A proposal to build a 16-turbine wind farm near Seymour, in Victoria, has been given the green light by VCAT.
The Cherry Tree Wind Farm was rejected by the Mitchell Shire which cited health concerns but that decision has been overruled.
The project by Infigen Energy is the first wind farm to be approved under the government’s new planning laws which were introduced in 2011.
The tribunal had adjourned the hearing into the project, which received more than 100 objections, for about six months to wait for studies into the effects of turbines.
In its decision reasonings the tribunal said: “there was no persuasive evidence establishing a casual link between those effects and air pressure generated by the turbines, in the form of either audible noise or infrasound, that is, air wave pressure below the threshold of human hearing”.
The finding later stated there was “no compelling evidence, and indeed no expert evidence at all that was capable of being tested, that would justify the tribunal adopting a view that is opposed to the clearly stated opinion of the public health authorities”.
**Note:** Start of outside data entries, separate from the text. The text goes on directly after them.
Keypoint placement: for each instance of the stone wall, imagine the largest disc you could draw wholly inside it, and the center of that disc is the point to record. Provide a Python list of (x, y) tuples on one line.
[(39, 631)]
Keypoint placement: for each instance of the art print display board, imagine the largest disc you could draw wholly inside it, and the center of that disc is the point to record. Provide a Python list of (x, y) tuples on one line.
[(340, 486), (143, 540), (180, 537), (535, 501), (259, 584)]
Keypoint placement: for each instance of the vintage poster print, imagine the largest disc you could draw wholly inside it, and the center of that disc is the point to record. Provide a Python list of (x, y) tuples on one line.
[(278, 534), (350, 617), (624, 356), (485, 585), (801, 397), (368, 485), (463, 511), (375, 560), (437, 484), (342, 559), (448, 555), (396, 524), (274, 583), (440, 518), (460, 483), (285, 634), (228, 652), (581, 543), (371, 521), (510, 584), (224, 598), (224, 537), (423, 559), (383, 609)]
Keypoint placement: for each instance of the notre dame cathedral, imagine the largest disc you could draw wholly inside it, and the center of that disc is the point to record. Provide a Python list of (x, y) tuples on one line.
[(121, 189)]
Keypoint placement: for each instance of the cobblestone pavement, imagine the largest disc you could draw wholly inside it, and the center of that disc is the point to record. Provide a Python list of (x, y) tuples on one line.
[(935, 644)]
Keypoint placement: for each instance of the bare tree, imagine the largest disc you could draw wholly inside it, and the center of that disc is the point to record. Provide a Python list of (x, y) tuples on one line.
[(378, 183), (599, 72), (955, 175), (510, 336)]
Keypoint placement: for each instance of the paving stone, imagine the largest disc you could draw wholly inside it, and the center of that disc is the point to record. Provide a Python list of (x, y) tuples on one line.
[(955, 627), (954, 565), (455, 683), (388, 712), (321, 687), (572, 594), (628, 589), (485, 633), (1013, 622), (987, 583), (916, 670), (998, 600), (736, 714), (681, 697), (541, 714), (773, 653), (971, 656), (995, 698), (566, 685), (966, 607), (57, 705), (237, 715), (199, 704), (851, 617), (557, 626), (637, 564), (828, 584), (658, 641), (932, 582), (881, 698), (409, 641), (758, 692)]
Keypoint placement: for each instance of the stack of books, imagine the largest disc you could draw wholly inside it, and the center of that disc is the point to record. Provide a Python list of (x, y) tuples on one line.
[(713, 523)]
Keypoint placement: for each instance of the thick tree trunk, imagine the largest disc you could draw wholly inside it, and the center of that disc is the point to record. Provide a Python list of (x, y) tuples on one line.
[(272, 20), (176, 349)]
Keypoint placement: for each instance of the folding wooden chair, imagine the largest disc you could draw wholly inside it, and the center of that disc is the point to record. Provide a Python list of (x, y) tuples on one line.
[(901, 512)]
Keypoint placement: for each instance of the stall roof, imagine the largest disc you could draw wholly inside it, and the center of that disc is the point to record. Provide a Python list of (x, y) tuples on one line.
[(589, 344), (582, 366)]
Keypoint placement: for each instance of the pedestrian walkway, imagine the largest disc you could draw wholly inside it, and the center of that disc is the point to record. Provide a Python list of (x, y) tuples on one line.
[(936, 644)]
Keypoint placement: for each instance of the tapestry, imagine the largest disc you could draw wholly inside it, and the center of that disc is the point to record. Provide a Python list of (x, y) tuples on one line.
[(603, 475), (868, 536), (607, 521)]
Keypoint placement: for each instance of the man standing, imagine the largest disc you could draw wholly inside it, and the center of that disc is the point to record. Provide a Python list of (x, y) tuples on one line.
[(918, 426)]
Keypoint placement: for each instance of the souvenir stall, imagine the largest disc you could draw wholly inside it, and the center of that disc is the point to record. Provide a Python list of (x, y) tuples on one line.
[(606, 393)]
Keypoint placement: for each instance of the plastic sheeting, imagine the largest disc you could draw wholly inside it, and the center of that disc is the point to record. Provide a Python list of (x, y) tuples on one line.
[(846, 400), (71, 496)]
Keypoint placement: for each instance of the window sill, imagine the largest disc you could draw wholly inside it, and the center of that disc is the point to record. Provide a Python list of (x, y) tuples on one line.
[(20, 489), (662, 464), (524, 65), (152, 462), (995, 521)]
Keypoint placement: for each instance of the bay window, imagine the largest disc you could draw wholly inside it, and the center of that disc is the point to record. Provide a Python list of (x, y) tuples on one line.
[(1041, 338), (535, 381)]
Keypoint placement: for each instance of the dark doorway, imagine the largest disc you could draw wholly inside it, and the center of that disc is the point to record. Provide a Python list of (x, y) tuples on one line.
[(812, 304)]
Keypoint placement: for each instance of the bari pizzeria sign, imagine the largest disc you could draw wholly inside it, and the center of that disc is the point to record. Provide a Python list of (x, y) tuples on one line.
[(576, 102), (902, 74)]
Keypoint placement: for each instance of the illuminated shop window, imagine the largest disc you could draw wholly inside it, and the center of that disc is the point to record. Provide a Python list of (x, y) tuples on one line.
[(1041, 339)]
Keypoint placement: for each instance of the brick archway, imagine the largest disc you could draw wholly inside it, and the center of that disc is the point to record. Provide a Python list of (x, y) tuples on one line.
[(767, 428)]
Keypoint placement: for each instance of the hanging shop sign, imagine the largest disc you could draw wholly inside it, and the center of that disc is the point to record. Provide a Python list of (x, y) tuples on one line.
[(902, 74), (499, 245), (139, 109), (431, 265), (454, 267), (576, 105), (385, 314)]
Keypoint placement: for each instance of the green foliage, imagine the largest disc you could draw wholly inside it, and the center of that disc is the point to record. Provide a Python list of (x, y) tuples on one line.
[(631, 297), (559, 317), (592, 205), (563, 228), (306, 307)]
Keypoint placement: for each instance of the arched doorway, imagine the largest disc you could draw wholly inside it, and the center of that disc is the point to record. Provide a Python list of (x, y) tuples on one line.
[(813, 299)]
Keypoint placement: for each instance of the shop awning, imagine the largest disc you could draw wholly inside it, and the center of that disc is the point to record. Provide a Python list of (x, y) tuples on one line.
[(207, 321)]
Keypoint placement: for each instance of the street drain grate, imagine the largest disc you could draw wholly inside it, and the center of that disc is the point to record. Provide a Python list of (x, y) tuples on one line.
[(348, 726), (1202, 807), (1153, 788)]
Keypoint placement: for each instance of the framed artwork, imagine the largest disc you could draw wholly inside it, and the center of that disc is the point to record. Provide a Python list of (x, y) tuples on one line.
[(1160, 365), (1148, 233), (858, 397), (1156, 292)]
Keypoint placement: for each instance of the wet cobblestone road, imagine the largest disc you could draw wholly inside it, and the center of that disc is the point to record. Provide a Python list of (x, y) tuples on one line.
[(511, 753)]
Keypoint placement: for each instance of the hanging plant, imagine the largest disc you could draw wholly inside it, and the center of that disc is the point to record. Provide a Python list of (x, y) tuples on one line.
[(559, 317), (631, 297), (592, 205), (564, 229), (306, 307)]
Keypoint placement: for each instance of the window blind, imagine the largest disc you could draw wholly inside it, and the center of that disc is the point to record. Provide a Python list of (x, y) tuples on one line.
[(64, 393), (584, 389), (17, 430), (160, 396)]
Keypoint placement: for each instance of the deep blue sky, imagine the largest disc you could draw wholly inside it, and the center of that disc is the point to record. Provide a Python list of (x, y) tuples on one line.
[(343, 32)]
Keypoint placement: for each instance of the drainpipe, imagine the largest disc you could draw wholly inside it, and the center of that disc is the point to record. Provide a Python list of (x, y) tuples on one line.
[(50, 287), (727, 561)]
The tribunal used information from NSW and Victorian health department to form its decision.
The tribunal accepts the council’s 2km buffer zone between turbines and nearby homes.
Yes 2 Renewables’ Leigh Ewbank said in a statement: “VCAT’s decision once again proves wind farms are clean and safe. They’ve rejected the claims that wind farms make people sick”.
“The project would not have been possible without an active proponent and supportive community.”